Applying Algebraic Thinking to Data

posted by on .

Snoopy is in his plane, 4500 ft above ground. he fires a projectile straight up. The Vo of the projectile is 340 ft/s. (after the projectile is fired, it has no acceleration, so its height can be modeled by a "falling body" model). The Red baron is maintaining a constant altitude of 5200ft.
1. Write an equation describing the upward motion of the projectile.
***No air resistance.
***Let y represent altitude of the projectile (feet).
***let t represent time after firing in sec.
~~ 5200=-16t^2+340t+4500~~ IS THAT EQUATION CORRECT?
2. When, on the way up, might the projectile intersect the Red Baron? (THIS IS WHERE IM STUCK).

• Applying Algebraic Thinking to Data - ,

since we have no idea of the speed of the planes, we can only assume yu need to find when the height of the projectile is 5200 ft. Then ,if Snoopy is extremely lucky, he just might hit the Red Baron.

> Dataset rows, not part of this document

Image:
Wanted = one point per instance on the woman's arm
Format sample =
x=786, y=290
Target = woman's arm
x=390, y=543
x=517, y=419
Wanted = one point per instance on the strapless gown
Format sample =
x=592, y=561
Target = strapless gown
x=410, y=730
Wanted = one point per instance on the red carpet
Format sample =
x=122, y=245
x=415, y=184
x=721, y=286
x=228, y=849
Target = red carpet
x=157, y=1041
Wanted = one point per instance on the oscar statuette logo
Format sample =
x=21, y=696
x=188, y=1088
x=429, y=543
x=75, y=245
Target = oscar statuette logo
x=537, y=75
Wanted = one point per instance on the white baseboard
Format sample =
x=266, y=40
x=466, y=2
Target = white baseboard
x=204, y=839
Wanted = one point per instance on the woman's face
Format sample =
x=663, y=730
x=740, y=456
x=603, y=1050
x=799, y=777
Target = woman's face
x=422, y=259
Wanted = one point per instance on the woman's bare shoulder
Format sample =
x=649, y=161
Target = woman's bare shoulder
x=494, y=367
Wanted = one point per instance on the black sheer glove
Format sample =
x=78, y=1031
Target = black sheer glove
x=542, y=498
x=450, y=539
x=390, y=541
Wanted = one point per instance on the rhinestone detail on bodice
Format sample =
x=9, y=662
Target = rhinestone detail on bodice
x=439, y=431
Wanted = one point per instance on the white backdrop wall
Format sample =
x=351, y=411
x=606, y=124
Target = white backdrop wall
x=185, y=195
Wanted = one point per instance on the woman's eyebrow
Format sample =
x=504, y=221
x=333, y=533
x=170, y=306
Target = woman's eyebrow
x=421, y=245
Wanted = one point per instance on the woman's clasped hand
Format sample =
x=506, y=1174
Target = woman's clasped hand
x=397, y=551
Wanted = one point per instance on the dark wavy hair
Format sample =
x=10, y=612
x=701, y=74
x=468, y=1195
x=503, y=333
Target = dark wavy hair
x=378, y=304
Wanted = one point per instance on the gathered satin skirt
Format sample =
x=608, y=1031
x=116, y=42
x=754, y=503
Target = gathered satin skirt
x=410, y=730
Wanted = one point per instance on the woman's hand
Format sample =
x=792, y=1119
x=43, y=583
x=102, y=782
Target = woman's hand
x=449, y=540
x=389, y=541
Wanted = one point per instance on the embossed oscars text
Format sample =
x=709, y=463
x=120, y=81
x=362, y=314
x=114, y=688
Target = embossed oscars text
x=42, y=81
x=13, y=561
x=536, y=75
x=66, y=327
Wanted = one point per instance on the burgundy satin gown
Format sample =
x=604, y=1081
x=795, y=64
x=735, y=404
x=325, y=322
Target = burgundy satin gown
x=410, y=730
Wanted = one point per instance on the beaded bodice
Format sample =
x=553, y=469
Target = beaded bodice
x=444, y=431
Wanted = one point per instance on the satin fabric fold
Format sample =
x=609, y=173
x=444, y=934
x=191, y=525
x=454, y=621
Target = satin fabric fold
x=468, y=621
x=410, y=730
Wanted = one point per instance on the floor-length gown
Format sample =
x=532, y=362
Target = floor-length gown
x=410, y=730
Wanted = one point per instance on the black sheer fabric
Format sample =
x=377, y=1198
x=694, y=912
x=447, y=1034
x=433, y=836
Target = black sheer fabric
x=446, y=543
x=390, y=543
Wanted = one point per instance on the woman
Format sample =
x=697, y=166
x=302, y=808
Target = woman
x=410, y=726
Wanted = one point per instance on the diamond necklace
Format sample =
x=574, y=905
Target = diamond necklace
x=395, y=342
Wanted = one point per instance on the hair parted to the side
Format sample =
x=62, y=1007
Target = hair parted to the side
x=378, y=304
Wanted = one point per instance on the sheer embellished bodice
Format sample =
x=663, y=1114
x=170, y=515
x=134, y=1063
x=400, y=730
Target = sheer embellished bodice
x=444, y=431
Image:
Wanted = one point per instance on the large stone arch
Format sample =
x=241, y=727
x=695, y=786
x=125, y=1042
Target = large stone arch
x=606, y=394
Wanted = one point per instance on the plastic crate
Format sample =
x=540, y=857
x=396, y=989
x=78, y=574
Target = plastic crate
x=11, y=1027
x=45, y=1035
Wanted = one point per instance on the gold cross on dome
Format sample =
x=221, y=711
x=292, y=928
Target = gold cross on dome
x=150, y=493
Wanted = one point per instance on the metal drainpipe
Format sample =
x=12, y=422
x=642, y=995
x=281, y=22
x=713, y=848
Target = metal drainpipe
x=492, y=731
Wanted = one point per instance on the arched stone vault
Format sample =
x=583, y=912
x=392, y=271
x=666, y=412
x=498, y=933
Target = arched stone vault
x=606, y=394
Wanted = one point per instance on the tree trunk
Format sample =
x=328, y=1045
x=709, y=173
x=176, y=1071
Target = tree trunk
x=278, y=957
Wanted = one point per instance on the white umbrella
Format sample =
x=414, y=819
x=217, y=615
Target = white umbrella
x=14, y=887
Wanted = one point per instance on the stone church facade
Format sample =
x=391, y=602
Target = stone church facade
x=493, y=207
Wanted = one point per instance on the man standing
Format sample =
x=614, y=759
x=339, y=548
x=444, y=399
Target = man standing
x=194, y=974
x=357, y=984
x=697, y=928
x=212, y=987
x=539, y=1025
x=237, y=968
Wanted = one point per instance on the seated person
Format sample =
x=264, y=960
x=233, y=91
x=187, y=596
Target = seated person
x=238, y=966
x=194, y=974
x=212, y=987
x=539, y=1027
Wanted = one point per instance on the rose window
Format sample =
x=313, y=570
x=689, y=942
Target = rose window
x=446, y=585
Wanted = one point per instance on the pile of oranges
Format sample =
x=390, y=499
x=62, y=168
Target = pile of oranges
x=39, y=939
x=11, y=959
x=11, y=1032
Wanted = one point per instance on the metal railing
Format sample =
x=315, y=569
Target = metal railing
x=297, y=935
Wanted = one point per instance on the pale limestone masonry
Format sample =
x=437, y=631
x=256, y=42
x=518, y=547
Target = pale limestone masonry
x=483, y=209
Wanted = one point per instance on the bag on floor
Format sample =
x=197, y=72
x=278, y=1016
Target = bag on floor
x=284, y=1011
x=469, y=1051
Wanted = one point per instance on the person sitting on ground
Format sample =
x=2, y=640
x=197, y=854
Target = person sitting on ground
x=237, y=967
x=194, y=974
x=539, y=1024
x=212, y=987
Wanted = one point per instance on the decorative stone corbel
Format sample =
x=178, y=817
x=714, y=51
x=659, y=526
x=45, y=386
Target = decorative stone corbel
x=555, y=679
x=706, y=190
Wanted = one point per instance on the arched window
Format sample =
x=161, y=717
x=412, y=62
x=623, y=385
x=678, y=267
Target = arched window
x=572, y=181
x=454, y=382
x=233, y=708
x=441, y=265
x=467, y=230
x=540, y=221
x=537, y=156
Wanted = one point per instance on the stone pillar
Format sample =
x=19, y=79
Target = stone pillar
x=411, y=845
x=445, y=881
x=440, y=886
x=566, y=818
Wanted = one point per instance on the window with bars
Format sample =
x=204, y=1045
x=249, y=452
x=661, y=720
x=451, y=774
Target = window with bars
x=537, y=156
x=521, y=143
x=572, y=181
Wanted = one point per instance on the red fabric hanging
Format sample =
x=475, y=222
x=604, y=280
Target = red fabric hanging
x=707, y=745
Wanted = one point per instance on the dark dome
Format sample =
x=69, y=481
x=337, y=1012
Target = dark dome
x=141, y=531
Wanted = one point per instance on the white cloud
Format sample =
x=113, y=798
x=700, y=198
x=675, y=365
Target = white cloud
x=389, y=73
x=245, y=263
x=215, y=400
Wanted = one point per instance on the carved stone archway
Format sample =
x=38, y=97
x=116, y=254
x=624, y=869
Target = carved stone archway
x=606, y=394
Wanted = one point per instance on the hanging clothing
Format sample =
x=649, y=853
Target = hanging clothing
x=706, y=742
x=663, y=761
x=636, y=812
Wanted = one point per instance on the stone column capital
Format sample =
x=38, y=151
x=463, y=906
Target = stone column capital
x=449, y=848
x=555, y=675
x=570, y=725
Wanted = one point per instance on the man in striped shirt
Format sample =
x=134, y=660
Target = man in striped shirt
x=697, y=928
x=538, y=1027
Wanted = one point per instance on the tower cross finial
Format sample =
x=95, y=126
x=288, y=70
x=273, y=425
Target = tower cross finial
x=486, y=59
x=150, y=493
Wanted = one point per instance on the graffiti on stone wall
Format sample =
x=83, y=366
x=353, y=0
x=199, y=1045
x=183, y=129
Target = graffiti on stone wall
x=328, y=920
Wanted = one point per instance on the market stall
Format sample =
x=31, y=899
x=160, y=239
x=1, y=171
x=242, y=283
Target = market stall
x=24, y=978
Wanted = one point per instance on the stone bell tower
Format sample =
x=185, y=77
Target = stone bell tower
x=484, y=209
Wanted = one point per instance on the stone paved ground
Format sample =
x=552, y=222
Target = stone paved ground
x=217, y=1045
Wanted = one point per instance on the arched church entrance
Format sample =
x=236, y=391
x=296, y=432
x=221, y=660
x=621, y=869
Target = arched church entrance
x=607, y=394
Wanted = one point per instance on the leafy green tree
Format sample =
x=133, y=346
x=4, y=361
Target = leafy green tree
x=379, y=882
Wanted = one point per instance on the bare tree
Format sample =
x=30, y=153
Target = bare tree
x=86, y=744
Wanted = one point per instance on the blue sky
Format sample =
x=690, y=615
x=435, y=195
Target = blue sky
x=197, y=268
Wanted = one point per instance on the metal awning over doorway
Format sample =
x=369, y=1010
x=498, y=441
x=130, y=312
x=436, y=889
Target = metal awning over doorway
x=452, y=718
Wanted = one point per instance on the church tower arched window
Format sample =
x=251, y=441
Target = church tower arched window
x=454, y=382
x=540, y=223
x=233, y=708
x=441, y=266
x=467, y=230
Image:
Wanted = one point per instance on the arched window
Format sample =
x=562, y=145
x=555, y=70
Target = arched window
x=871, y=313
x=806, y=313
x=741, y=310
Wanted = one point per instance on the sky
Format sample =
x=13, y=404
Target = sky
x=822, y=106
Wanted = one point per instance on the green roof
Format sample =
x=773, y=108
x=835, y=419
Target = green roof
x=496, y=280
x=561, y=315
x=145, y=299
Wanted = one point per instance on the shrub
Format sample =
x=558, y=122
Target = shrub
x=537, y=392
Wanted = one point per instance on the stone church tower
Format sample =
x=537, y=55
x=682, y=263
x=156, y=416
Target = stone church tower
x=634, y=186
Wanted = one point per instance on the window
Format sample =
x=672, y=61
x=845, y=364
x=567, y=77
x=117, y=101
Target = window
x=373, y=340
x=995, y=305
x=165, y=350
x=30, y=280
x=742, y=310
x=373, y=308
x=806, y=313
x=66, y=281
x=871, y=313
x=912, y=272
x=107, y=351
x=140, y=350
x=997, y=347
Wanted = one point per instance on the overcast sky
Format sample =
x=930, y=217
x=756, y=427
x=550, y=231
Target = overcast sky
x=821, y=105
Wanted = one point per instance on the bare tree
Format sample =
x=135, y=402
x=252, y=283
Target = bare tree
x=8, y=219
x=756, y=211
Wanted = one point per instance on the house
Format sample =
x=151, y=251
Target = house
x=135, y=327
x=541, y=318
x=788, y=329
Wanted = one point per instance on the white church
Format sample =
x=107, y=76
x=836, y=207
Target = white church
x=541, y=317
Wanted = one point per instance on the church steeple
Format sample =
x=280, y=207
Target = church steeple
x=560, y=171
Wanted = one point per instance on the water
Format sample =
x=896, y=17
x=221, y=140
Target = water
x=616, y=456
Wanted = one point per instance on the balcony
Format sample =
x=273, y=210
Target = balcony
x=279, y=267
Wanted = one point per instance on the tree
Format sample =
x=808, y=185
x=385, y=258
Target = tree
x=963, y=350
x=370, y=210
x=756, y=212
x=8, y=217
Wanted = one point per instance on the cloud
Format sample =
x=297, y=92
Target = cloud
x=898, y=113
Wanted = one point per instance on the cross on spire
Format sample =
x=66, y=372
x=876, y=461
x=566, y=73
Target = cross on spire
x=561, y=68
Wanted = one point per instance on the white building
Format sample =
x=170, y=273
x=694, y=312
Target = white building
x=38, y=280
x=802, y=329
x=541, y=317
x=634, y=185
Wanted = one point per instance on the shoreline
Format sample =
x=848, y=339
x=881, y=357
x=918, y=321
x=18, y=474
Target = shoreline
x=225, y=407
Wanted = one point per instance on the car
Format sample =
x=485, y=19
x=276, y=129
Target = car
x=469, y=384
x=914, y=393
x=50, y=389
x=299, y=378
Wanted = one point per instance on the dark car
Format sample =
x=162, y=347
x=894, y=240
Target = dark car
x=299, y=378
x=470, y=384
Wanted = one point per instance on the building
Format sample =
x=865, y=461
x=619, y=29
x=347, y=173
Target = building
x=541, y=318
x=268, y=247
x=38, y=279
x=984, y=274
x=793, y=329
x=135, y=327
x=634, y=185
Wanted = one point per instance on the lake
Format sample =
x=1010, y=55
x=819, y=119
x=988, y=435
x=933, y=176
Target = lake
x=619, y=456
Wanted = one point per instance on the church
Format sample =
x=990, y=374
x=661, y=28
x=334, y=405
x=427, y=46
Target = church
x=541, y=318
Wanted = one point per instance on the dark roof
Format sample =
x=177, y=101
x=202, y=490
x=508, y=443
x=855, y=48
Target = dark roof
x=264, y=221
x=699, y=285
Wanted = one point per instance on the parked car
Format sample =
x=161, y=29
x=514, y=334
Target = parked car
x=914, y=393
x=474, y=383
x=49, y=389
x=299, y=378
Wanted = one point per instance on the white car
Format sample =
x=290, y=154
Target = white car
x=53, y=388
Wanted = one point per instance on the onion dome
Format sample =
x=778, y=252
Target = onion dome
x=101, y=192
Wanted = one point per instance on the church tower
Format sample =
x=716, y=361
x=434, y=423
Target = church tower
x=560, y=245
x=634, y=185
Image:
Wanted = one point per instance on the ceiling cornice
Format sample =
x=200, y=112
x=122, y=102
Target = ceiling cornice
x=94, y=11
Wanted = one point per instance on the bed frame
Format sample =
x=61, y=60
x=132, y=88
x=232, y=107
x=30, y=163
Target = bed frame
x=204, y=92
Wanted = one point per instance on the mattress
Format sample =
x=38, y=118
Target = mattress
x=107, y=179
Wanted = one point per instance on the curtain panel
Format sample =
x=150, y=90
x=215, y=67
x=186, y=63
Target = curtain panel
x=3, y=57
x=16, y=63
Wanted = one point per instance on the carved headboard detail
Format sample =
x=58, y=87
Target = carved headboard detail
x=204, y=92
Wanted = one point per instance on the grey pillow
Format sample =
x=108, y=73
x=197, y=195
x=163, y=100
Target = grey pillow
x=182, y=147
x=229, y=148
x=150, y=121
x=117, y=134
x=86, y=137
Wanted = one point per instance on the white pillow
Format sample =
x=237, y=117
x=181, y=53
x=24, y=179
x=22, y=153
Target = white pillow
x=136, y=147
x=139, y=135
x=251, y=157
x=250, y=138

So, since your equation is correct, just solve

y = -16t^2+340t+4500

when y = 5200, as you showed above.
What's the problem? It's just a simple quadratic.

5200=-16t^2+340t+4500
-16t^2+340t-700 = 0

t = 5/8 (17 ± √177)

• Applying Algebraic Thinking to Data - ,

at t = 5/8 (17 - √177) the missile is going up
at t = t = 5/8 (17 + √177) it is coming back down.

To see this, go to wolframalpha . com and type in

solve 5200=-16t^2+340t+4500